November 13, 2008


The Hunger Games. By Suzanne Collins. Scholastic. $17.99.

Books of Ember IV: The Diamond of Darkhold. By Jeanne DuPrau. Random House. $16.99.

     Books for young readers are a niche. Within that niche, there are fantasy/science fiction books. And within that niche (or genre), there are more and more post-apocalyptic stories to be found. A social phenomenon, or reflection of the wider society? Books that recently came to market were in progress from idea to novel to production for several years – did things seem so apocalyptic in 2005 or 2006? In any case, these are books whose brutality – emotionally if not physically, although it exists physically as well – is likely to shock many parents. But the books are not designed for them.

     Thus, we have Suzanne Collins’ The Hunger Games, about a world in which the United States has dissolved into chaos, out of which has emerged a nation called Panem, whose Capitol rules the 12 outlying districts with an iron hand. There used to be 13 districts, but the Capitol completely destroyed one of them when it defeated the others that had rebelled against its authority. And to make sure the remaining districts acknowledge, again and again, just how firmly under the thumb of the Capitol they are, the rulers created the games of the title – which are games only in the sense that the Romans’ fight-to-the-death gladiatorial combats were games. In fact, the Hunger Games bear more than a passing resemblance to the brutal entertainments of ancient Rome: “Each of the twelve districts must provide one girl and one boy, called tributes, to participate. The twenty-four tributes will be imprisoned in a vast outdoor arena that could hold anything from a burning desert to a frozen wasteland. Over a period of several weeks, the competitors must fight to the death. The last tribute standing wins. …To make it humiliating as well as torturous, the Capitol requires us to treat the Hunger Games as a festivity, a sporting event pitting every district against the others.” And the tributes themselves are chosen in a way that favors the well-to-do over the poor: everyone’s name has a chance of being picked, but poor people can obtain some basic necessities of life by entering their names multiple times – increasing the chance of their being selected. And then there is the case of Katniss Everdeen, protagonist of The Hunger Games, whose name is not picked but whose sister’s name is – so Katniss volunteers to take her place. One result: “I enter a nightmare from which I wake repeatedly only to find a greater terror awaiting me. All the things I dread most, all the things I dread for others manifest in such vivid detail I can’t help but believe they’re real. Each time I wake, I think, At last, this is over, but it isn’t. It’s only the beginning of a new chapter of torture.” Katniss does survive, winning in an unexpected and dramatic way – and then it turns out, not surprisingly, that there is a lot more to the Hunger Games and the world of which they are a part than will fit in a single book: this is the first of a series.

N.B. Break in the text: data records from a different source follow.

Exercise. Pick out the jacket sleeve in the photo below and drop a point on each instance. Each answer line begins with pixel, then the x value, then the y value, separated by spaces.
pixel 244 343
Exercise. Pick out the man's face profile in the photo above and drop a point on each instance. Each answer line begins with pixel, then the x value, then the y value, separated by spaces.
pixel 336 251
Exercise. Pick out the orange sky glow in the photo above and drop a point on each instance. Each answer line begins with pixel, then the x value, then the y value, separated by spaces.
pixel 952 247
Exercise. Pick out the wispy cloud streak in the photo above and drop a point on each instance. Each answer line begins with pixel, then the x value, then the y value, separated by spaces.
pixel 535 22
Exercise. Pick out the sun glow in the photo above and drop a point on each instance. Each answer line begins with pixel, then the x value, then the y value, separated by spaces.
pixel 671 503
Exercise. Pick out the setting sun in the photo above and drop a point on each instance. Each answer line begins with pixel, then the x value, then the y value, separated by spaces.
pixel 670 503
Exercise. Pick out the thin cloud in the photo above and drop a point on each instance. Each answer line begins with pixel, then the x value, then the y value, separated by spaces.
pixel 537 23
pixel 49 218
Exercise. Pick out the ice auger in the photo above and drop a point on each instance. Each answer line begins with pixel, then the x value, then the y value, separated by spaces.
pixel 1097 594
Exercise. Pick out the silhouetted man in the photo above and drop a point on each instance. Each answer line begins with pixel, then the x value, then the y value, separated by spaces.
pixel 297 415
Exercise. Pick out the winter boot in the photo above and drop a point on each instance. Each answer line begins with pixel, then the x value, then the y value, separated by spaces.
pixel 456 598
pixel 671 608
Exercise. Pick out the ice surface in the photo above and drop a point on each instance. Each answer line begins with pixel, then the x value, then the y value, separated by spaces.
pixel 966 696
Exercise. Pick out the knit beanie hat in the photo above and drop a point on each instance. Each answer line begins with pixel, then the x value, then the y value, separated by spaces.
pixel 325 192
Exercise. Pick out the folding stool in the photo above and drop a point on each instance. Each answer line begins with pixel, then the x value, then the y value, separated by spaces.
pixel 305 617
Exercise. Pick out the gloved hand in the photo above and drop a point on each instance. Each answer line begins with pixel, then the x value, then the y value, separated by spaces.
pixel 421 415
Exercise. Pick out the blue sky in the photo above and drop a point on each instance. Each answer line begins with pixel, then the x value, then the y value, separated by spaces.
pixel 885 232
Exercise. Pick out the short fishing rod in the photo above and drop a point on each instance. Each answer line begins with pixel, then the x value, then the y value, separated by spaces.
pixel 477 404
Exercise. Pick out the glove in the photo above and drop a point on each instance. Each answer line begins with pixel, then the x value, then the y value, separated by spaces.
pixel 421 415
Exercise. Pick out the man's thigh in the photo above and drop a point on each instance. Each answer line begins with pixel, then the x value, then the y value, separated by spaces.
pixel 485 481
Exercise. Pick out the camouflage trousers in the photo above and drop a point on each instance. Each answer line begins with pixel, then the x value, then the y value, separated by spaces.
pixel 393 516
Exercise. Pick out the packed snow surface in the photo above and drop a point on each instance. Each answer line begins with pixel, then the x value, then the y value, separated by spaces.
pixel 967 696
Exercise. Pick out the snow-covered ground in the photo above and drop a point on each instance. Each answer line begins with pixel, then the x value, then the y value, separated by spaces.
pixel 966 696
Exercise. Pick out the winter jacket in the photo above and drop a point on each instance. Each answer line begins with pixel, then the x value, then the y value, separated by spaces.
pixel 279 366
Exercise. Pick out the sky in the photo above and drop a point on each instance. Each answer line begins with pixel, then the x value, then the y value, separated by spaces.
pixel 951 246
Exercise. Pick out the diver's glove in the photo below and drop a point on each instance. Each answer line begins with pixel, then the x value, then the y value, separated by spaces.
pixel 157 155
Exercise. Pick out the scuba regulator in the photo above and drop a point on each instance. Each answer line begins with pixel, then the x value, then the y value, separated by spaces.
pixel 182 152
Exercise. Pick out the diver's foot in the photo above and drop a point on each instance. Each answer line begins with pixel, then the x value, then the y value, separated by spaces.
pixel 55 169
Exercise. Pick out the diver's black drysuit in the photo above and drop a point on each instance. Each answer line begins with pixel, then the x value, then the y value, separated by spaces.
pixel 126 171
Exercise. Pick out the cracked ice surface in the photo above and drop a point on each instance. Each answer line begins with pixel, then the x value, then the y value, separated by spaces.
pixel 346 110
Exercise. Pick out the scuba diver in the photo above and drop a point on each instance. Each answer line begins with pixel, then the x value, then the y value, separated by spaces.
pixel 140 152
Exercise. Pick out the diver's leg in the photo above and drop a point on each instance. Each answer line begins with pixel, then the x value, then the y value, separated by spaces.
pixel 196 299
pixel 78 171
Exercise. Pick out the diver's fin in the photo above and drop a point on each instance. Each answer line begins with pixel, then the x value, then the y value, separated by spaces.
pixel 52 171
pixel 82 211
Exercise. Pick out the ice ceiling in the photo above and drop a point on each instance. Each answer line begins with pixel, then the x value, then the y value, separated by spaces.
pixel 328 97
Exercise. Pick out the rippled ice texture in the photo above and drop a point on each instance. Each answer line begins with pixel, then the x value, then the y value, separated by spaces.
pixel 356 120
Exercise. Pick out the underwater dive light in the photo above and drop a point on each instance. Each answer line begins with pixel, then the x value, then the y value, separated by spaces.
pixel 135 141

     The Diamond of Darkhold is, at least for now, the last of a series, following The City of Ember (2003), The People of Sparks (2004) and The Prophet of Yonwood (2006), the last being a weaker book that was essentially a prequel, filling in some background of the first two novels. The Diamond of Darkhold, written somewhat more simplistically than the other three books, brings Lina Mayfleet and Doon Harrow back to now-deserted Ember. Familiarity with the story so far is a must – Jeanne DuPrau’s brief summary is not really enough. The book is written from multiple points of view, not just Lina’s and Doon’s, and as a result tends to drift. It is basically a quest novel, with Lina and Doon returning to Ember to look for supplies and a mysterious pre-Disaster device that may have been left behind for the people who have fled Ember to use in their new lives. Really, though, The Diamond of Darkhold is a discursive tale that adds little to the previous books beyond a re-emphasis on alternative energy sources. Readers who enjoyed all three prior Ember books – even the disappointing third installment – will be happy to get some answers to unresolved questions here. They will be even happier with an ending that suggests there could be additional Ember books in the future, even though this one pretty much ties up the series’ loose ends. Readers less than enthralled by the later Ember books – the first was by far the best – will find little captivating in this fourth installment; and in truth, anyone who stopped reading after the first two books will have at least as satisfying an experience as those who continued to the third and fourth volumes.